US Pharm
. 2011;36(12):12-15. 

Hemorrhoids are swollen veins in the anal canal that cause a variety of symptoms.1-3 Anorectal problems such as hemorrhoids cause untold misery for many people at one time or another.1,4,5 Some persons may put off a pharmacist or physician consultation until the symptoms become unbearable. Unfortunately, many patients who initially seek relief through the use of a nonprescription product will require referral to a physician. 

Prevalence

The number of people with hemorrhoids is impossible to determine, as many who experience the symptoms consider them too embarrassing to share with a physician or pharmacist. However, at least 50% of people will have experienced hemorrhoidal symptoms by the time they reach the age of 50 years.2 

The Anatomy of Hemorrhoids

The anal opening is also referred to as the anal verge. Approximately 2 to 3 cm above this is an anatomical landmark known as the dentate or pectinate line, which is distinguished by a circular row of glands that secrete mucus that acts to lubricate the anal canal. Groups of normal submucosal vascular beds composed of supportive connective tissue, smooth muscle, and blood vessels surround the anal canal.

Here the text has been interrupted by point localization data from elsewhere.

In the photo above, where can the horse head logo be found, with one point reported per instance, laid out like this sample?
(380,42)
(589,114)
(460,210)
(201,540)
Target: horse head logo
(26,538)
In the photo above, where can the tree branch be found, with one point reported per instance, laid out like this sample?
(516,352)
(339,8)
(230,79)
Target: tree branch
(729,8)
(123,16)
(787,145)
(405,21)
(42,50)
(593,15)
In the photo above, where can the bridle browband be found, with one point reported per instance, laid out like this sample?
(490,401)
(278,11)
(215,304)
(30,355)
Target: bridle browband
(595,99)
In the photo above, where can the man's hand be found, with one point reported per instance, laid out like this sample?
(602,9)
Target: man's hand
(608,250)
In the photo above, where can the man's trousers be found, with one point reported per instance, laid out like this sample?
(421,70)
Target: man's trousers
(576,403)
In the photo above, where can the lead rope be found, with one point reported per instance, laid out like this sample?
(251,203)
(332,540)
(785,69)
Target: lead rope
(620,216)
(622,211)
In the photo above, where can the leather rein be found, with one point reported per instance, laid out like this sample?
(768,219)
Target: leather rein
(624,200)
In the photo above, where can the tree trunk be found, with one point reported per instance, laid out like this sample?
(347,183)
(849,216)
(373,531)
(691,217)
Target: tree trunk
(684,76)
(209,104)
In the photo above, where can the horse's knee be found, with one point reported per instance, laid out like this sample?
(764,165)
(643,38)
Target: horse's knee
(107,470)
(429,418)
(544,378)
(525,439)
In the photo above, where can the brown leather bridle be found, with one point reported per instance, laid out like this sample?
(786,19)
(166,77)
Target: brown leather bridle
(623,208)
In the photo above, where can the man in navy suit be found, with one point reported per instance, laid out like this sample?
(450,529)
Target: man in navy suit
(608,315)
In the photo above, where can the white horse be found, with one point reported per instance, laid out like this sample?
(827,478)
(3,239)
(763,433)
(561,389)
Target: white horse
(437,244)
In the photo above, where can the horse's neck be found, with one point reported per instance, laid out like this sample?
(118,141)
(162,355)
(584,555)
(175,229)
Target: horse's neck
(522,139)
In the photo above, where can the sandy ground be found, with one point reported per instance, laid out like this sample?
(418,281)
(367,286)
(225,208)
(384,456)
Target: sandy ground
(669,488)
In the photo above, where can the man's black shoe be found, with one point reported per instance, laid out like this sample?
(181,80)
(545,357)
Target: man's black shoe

When these beds enlarge, the result is hemorrhoids.2 The exact cause of the enlargement is open to further dispute, although the “straining” theory asserts that straining interrupts the tissues that support the vascular bundles, displacing them and leading to their congestion.4 

Classifications

Hemorrhoids are divided into three broad categories, depending on the point of origin.4 If the hemorrhoidal tissue originates above the dentate line, it is classified as an internal hemorrhoid, even if some of the tissue extends below.2,6 External hemorrhoids originate below the dentate line. Mixed hemorrhoids have features of both.2 

Manifestations

The degree of discomfort experienced by the patient is dependent on the type of hemorrhoids and the extent of their severity. Internal hemorrhoids lack nerves and are painless. When they cause bleeding, it is usually bright red and seen on the outer part of stools after defecation.6 The patient does not usually bleed at other times. The internal tissues may enlarge and push below the dentate line to protrude from the anal opening, especially after defecation.2 The patient may describe this to the pharmacist as a soft bit of tissue that shrinks back to normal shortly after defecation or requires the patient to manually push the tissue back into its normal position above the dentate line after each bowel movement (in more severe cases). 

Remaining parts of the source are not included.